Willkommen im Milliardenbusiness Aquakultur. Sauberes Wasser, hochwertiges Futter und eine gute Haltung allein reichen längst nicht mehr aus, um am Markt zu bestehen. Stattdessen geht es immer häufiger um Kamerasysteme mit Künstlicher Intelligenz (KI), um Weiterbildungen mit VR-Brille sowie Kooperationen mit führenden Forschungsunternehmen und ambitionierten Start-ups – zum Wohle der Tiere.

Die Garnelen im Becken. © Evgeny Makarov

Verwöhnte Tiere

Wenn Kilian Landsch an seinen Arbeitsplatz geht, ist Imagination gefragt, um hier eine der innovativsten Garnelenzuchtanlagen Deutschlands zu erkennen. Keine Gebäude mit riesigen Glasfronten, keine Parkplätze mit E-Ladesäulen, keine Aneinanderreihung von hippen Cafés für Elevator-Pitches in der Mittagspause. Auf dem schmucklosen Gelände des Bülker Klärwerks nördlich von Kiel passiert Landsch einen Deich mit gut einem Dutzend Rauhwolliger Pommerscher Landschafe. Ein paar Möwen kreisen am Himmel und drehen Richtung Kieler Förde ab. Landsch steuert auf eine flache, olivgrüne Halle zu. Das Moos am Ansatz der Regenrinnen lässt erahnen, dass das Gebäude hier schon eine Weile steht.

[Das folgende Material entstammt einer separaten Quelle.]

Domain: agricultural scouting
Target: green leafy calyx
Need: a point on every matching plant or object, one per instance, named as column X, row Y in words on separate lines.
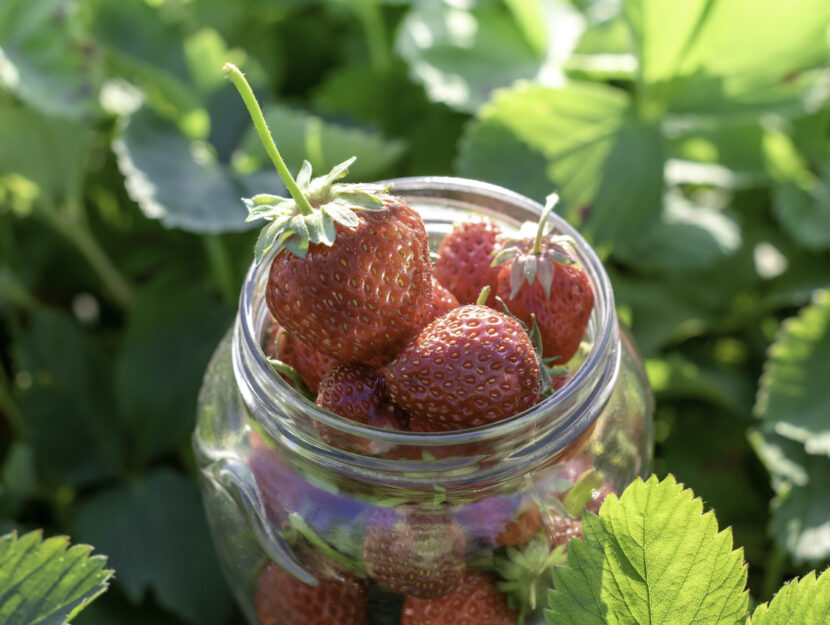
column 536, row 258
column 331, row 203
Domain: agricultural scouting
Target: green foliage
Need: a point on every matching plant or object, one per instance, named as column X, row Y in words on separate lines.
column 47, row 581
column 651, row 556
column 804, row 601
column 688, row 141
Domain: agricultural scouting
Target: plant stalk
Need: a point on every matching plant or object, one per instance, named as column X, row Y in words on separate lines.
column 244, row 89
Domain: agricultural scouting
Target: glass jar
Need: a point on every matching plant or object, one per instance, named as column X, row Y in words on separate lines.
column 294, row 519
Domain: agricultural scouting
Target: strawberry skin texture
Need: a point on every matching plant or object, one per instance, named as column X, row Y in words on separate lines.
column 562, row 317
column 415, row 553
column 464, row 258
column 361, row 299
column 357, row 392
column 476, row 601
column 471, row 367
column 442, row 301
column 281, row 599
column 309, row 363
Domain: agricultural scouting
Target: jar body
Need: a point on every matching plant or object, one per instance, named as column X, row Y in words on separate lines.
column 294, row 520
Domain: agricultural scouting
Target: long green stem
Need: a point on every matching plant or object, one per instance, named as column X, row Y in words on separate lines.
column 551, row 201
column 238, row 80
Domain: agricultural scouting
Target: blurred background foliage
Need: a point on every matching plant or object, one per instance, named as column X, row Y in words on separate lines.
column 690, row 142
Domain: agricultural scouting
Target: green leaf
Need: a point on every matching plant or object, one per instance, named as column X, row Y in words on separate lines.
column 46, row 581
column 46, row 58
column 651, row 556
column 49, row 152
column 595, row 149
column 802, row 504
column 805, row 601
column 155, row 532
column 793, row 398
column 65, row 395
column 169, row 336
column 180, row 182
column 805, row 212
column 461, row 56
column 301, row 136
column 728, row 57
column 687, row 236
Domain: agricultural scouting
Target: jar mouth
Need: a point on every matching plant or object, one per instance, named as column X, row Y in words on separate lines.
column 558, row 419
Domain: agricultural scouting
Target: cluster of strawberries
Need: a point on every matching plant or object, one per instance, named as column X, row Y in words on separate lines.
column 382, row 337
column 422, row 560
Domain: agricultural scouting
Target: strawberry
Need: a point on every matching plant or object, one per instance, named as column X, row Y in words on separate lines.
column 470, row 367
column 309, row 363
column 477, row 600
column 501, row 521
column 464, row 260
column 540, row 276
column 351, row 273
column 442, row 301
column 281, row 599
column 357, row 392
column 414, row 552
column 562, row 529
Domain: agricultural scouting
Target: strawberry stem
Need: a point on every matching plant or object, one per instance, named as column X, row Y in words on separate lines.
column 550, row 202
column 238, row 80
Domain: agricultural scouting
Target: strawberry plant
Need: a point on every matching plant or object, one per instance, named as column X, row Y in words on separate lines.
column 689, row 142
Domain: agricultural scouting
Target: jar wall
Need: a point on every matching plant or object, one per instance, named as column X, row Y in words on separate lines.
column 291, row 518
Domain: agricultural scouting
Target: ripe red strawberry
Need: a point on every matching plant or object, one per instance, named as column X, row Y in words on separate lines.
column 442, row 301
column 476, row 601
column 309, row 363
column 357, row 392
column 414, row 552
column 464, row 260
column 539, row 276
column 502, row 521
column 351, row 274
column 470, row 367
column 562, row 529
column 281, row 599
column 362, row 298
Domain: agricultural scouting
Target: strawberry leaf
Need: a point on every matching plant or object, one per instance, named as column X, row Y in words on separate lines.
column 46, row 581
column 793, row 397
column 805, row 601
column 651, row 556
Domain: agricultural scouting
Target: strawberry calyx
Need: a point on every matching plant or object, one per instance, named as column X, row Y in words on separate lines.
column 315, row 205
column 537, row 257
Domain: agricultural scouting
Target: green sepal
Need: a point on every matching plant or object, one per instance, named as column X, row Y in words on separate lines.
column 581, row 492
column 331, row 204
column 339, row 211
column 528, row 573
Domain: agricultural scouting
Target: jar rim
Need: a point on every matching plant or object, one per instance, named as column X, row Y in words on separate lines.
column 565, row 411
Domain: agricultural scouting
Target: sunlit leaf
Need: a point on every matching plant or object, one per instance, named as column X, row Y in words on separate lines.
column 46, row 581
column 793, row 398
column 728, row 57
column 587, row 134
column 47, row 59
column 462, row 56
column 180, row 182
column 805, row 600
column 651, row 556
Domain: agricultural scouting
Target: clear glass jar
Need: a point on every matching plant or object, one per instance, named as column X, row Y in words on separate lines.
column 285, row 506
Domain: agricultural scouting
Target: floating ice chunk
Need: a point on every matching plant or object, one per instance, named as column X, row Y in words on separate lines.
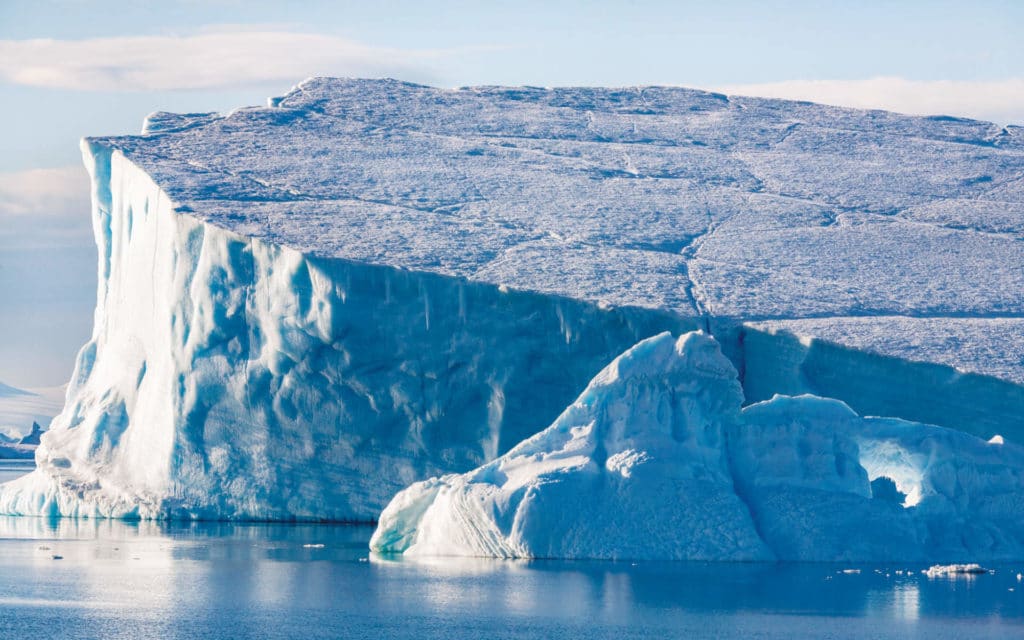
column 635, row 468
column 655, row 461
column 939, row 570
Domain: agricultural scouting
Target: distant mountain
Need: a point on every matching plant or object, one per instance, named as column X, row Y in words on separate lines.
column 20, row 410
column 33, row 438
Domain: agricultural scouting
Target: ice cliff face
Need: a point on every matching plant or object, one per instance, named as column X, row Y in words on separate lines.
column 304, row 307
column 655, row 461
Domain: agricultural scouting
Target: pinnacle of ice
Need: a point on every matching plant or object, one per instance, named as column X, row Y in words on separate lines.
column 305, row 307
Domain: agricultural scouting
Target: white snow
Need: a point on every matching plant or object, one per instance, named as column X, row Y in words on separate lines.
column 635, row 468
column 303, row 308
column 941, row 570
column 793, row 478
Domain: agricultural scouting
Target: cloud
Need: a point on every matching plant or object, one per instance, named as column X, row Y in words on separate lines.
column 995, row 100
column 45, row 208
column 210, row 58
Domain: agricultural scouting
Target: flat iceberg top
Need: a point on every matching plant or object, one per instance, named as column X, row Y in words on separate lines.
column 653, row 197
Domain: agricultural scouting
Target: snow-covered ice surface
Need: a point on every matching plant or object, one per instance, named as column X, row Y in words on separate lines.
column 636, row 468
column 656, row 461
column 304, row 307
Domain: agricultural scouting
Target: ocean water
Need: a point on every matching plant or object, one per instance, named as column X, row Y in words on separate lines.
column 67, row 579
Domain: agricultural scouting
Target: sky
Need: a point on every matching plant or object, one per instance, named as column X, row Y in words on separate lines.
column 74, row 68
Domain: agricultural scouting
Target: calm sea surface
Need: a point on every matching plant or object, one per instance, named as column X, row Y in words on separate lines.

Noch bevor Landsch seine schwarzen Arbeitsschuhe in einer Wanne mit durchsichtiger Lösung desinfiziert, kommentieren Fotograf und Reporter den dominanten Meeresgeruch (salzig, etwas fischig, irgendwie nach Hafen), der sofort in alle Poren kriecht. Kurz darauf steigen die anderen Sinne ein: Wo sind wir hier? Auf einem Rave in einem Berliner Keller, in dem die Klimaanlage verrücktspielt? Bei 27 Grad und 85 Prozent Luftfeuchtigkeit beschlagen dem Fotografen umgehend die Linsen seiner Kamera. Das Licht kommt vor allem von blauen LEDs. Das entspreche der natürlichen Färbung des Ozeans und sei optimal für die Tiere, wird Landsch später sagen. Tatsächlich ließ das dreiköpfige Team der «Förde Garnelen», bestehend aus Kilian Landsch, Bert Wecker und Luba Šovčíková, wissenschaftlich untersuchen, welche Farbtemperatur den Garnelen am besten passt.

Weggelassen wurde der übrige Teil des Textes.